Victor snorted a little, and Yuuri’s eyes hardened, when he continued:

“You forget that I’ve been watching you for a long time, and I paid attention. I analysed your every move, replayed them over and over again. Believe me, I would have noticed if you made mistakes. And I’m not the only one. Skaters all over the world learned their quads from you. Because they’re textbook clean.”

“But if I’ve started making mistakes –“

“One. You made one small, random mistake, which is in itself rather charming, in an otherwise breathtaking program.”

“Sarychev-“

“You’re obsessed with that guy, do you know that? He may be good technically, but he has no presence on ice, whereas you step on the ice and immediately command everyone’s attention.”

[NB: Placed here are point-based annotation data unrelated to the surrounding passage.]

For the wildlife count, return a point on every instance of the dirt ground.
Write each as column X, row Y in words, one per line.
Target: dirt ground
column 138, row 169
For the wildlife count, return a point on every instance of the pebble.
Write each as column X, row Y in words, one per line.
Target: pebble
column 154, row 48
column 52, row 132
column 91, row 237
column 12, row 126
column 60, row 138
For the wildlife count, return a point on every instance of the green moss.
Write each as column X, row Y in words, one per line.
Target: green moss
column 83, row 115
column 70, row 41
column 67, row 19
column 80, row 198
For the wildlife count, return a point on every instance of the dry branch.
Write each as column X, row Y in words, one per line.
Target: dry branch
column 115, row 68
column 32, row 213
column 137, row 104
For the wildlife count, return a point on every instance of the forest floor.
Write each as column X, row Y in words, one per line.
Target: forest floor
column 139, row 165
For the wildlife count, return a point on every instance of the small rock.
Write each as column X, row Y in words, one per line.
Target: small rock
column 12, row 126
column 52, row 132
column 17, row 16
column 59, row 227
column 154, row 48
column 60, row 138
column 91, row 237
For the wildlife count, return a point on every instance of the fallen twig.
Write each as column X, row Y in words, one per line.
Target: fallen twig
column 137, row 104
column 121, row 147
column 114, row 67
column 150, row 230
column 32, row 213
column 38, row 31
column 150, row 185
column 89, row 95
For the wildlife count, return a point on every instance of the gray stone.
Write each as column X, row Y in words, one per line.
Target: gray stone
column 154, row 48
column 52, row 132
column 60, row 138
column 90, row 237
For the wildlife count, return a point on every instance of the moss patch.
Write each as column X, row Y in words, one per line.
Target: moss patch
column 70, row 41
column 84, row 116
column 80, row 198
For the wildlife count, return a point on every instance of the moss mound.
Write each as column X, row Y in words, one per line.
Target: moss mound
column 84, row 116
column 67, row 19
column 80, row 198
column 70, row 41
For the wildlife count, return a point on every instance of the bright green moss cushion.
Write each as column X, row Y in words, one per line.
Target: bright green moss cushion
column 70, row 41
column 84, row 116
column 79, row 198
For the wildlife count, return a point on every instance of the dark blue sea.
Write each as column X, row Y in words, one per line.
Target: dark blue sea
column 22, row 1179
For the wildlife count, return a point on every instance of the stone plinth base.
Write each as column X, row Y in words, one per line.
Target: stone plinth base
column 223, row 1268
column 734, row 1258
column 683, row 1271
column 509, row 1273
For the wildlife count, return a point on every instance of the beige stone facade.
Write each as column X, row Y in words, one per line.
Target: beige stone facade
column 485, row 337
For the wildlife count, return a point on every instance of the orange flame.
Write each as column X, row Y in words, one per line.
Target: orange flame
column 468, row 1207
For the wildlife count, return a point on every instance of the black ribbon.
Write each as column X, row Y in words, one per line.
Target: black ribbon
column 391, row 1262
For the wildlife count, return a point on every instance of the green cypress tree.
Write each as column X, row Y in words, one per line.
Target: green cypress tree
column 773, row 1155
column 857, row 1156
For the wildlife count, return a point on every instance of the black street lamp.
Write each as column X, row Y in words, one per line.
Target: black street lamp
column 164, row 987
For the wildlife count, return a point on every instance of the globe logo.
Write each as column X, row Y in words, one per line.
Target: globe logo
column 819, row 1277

“Why?” Victor asked, petulantly. “Why do I command everyone’s attention?”

“Because you’re _you.”_

“Exactly. Because you all know me as Victor Nikiforov, the living legend, and it’s a stretch of imagination to assume otherwise.”

“Whoa”, Yuuri reacted. Where is all this coming from?”

“I don’t know”, Victor lied.

“Are you implying that we’re all _wilfully_ ignoring your mistakes?”

Victor remained silent, and Yuuri shook his head, bewildered.

“Victor”, he finally said, on a reasonable tone. “You have years of experience over Sarychev. Not to mention your talent. There is nothing unfair about you scoring so high. You’re a genius at what you do and you never fail to surprise me.”

Victor smiled briefly at Yuuri and leaned over to kiss him.

Yuuri kissed him back, relieved.

“Now let’s go to bed. You need to rest before tomorrow.”

Victor’s smile faded immediately when Yuuri turned.

~

 

Victor was the last to skate his LP.

It should have been a great day for him, dressed in his new costume, his great comeback, the Moscow crowd, faces bright and smiling, chanting his name. He used to draw his energy and motivation from the crowd, from their admiration and their gasps of awe – but today he felt discouraged because he didn’t think he could even meet their expectations. His motto was always surpassing people’s expectations, scattering them into the wind to create new ones, but how could he do that, when he suddenly felt so unsure? He didn’t only want the affectionate support of his fans, he wanted their earth-shattering enthusiasm. If he couldn’t achieve that anymore, what good was he?

Victor drummed his fingers on the sideboard restlessly, a shadow crossing his face at that thought.

Yakov was studying him carefully, with a displeased expression.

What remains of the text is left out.